Worse still, my cold had migrated into my sinuses, and I was feeling genuinely crappy. I just wanted to drug myself up, crawl into bed, and sleep. But that wouldn’t be for many hours to come. We downed coffee and hot chocolate from Starbucks. We looked at the airport’s Disney, Universal Studios, and Kennedy Space Center stores. But all I wanted was drugs.
We found some at a bookstore. Alex wanted them to fly as well, so she wouldn’t have ear trouble. I just hoped it was enough to make my head not feel like someone was trying to inflate a weather balloon inside it.
Security was curiously swift. The tram to our terminal was prompt. We ended up at the same gate that we’d arrived at a week earlier. And we waited.
The plane was late. And that’s when the news came: Calgary was being buried in a snowstorm. A week of Florida warmth and fun was destroyed in mere seconds by the word "snowstorm". My decision to pack my coat in the luggage so I could retrieve the car when we got home seemed the best decision, ever.
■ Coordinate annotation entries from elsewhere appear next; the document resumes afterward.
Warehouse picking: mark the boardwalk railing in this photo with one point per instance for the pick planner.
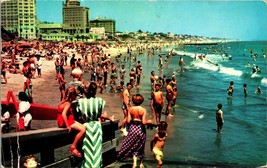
(46, 141)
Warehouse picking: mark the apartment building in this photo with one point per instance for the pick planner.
(19, 16)
(108, 24)
(75, 17)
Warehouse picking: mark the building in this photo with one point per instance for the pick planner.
(98, 31)
(19, 17)
(75, 17)
(108, 24)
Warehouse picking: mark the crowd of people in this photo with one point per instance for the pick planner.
(79, 107)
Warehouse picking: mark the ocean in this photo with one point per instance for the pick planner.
(201, 86)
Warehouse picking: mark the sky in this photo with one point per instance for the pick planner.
(242, 20)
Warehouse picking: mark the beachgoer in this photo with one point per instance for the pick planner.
(112, 84)
(25, 73)
(91, 109)
(29, 86)
(258, 69)
(132, 75)
(153, 81)
(138, 73)
(219, 118)
(5, 119)
(158, 141)
(254, 68)
(169, 97)
(157, 102)
(134, 144)
(77, 82)
(39, 67)
(79, 63)
(61, 83)
(113, 69)
(3, 70)
(245, 90)
(230, 89)
(122, 72)
(57, 67)
(32, 63)
(100, 84)
(181, 64)
(23, 113)
(93, 72)
(126, 104)
(258, 90)
(160, 65)
(65, 119)
(72, 61)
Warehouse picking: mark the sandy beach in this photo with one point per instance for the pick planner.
(46, 89)
(46, 92)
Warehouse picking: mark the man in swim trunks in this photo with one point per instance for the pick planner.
(125, 106)
(157, 102)
(158, 141)
(219, 118)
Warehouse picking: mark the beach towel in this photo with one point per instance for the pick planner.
(92, 145)
(91, 110)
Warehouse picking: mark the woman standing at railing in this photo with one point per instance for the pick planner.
(91, 109)
(65, 119)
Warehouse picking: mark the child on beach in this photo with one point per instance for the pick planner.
(158, 141)
(258, 90)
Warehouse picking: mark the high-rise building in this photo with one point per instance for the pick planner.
(75, 17)
(108, 24)
(19, 16)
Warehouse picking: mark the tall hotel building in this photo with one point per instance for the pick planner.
(75, 17)
(19, 16)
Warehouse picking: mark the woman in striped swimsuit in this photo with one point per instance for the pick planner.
(91, 109)
(134, 144)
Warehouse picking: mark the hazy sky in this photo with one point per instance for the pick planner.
(243, 20)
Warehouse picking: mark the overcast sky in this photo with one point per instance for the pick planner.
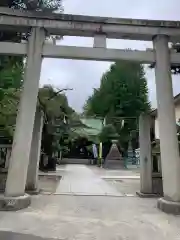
(83, 76)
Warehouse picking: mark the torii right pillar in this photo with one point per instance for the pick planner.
(170, 159)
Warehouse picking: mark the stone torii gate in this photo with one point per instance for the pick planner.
(159, 32)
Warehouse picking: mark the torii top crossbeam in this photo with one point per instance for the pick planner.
(88, 26)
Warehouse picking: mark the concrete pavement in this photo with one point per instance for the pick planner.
(81, 180)
(102, 217)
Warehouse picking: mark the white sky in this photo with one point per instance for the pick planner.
(83, 76)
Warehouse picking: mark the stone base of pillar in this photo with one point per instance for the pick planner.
(33, 191)
(147, 195)
(168, 206)
(14, 203)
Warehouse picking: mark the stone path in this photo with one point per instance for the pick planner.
(75, 217)
(81, 180)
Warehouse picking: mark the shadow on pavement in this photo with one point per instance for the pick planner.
(20, 236)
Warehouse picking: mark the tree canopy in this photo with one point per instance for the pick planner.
(121, 98)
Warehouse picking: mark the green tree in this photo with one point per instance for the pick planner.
(121, 97)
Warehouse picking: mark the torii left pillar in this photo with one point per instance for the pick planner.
(15, 197)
Alex’s iPhone continued to refuse to download the WestJet Connect app, so she couldn’t watch movies. The girls ended up using my iPhone, which I wasn’t going to use, anyway, as all I wanted to do was pass out and sleep. Which, as you can guess, I didn’t do.
Both Monkey and Choo Choo tried to look past me, out the window, in hopes of seeing a fast-moving red light. We were mere hours away from Santa’s visit, and they hoped to see him enroute. I was tempted to point out a plane, but thought that maybe that was a bit mean.
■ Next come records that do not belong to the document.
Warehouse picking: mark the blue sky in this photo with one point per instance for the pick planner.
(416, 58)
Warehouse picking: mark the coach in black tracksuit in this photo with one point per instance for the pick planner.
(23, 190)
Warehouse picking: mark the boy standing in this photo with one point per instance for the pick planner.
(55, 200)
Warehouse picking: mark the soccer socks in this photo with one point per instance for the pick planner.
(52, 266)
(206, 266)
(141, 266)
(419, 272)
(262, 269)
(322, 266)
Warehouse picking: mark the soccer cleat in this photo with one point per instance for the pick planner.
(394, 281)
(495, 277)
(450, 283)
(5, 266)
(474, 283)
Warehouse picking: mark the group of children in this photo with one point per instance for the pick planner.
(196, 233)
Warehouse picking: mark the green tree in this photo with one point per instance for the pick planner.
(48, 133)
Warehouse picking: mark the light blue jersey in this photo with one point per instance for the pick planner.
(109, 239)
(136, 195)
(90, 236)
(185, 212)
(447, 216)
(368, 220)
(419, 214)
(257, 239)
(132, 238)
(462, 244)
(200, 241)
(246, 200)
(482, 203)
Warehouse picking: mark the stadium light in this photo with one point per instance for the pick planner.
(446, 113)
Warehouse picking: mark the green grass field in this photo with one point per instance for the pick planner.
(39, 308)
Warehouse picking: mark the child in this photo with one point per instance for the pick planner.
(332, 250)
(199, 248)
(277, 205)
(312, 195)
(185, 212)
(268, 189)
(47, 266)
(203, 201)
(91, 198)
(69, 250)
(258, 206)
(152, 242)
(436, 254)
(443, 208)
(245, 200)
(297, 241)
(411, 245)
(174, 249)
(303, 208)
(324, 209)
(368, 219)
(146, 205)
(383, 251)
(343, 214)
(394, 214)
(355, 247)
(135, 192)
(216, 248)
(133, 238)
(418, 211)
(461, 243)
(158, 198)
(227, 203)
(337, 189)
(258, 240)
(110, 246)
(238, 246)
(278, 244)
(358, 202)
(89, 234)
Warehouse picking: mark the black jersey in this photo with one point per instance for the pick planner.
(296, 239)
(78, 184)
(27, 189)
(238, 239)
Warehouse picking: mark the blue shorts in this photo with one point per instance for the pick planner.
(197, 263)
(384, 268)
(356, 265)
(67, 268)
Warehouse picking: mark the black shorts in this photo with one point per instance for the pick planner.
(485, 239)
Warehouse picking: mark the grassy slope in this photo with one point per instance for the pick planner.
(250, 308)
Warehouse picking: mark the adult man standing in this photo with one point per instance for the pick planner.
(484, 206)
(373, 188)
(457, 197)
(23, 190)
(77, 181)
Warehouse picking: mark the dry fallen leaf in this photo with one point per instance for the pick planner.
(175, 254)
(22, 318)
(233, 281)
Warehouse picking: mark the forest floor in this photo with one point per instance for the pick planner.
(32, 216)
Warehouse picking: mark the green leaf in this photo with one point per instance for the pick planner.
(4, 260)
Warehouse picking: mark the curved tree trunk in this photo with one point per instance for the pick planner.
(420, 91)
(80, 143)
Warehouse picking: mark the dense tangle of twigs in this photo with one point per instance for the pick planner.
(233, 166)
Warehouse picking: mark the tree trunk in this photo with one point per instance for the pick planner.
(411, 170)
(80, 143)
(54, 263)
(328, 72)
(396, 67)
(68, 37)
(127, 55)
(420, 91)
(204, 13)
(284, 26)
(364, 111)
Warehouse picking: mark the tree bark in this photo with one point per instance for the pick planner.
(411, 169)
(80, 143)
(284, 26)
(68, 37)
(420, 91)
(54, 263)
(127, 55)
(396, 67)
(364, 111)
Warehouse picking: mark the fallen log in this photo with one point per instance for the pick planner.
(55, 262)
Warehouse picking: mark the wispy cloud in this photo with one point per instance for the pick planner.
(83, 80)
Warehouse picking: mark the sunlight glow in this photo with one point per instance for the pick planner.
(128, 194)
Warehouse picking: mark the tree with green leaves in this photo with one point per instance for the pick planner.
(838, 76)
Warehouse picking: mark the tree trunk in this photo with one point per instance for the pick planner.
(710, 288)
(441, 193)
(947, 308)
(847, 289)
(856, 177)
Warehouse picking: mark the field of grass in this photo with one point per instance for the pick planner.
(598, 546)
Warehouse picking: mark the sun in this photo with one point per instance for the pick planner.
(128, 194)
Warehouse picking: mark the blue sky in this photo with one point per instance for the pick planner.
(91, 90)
Our plane pulled up to one of the furthest gates at Calgary brand-new international terminal, despite many other gates being open. We exited, and started our long walk down to Canadian immigration. This, too, had received an overhaul, taking away the slow-moving line to talk to Immigration officers. Instead, you went to (wait for it...) a kiosk, where you scan passports, fill out a form, and receive a printout. Then you wait in another line, where you meet a pair of Immigration officers who quickly look at the printout, and decide if you need to talk further, or just move on in life.
The bags were already out by the time we got to the carousel. We gathered them, headed to the exit, and I dug out my winter jacket, hat, mitts, and car keys. And off I went down the building, off to the car.
We’d parked in the long term lot at the airport, close enough that it was a quick walk. Despite the dramatic difference in temperature from Florida, I wasn’t too chilly. Which was a good thing, because when I got to the spot where I remembered having parked our Honda CRV, the only thing there was a large pile of snow. A click of the car’s remote made the pile beep and blink. I had some digging to do.
The car was started, the other jackets piled in front the heater on full tilt, and I moved nearly twenty centimeters of snow from the car. Another car drifted by, asking to borrow my brush; the guy had just returned from Mexico.
The car was moderately warm by the time I got back to the terminal. I brought in the somewhat-warmed jackets for Alex and the girls, and we piled into our car for the snowy ride home. We had only an hour until Santa was due to arrive.
The girls were ushered into bed, and the lights on our tree turned on. Alex and I changed into our pajamas ... and went downstairs to finish wrapping presents.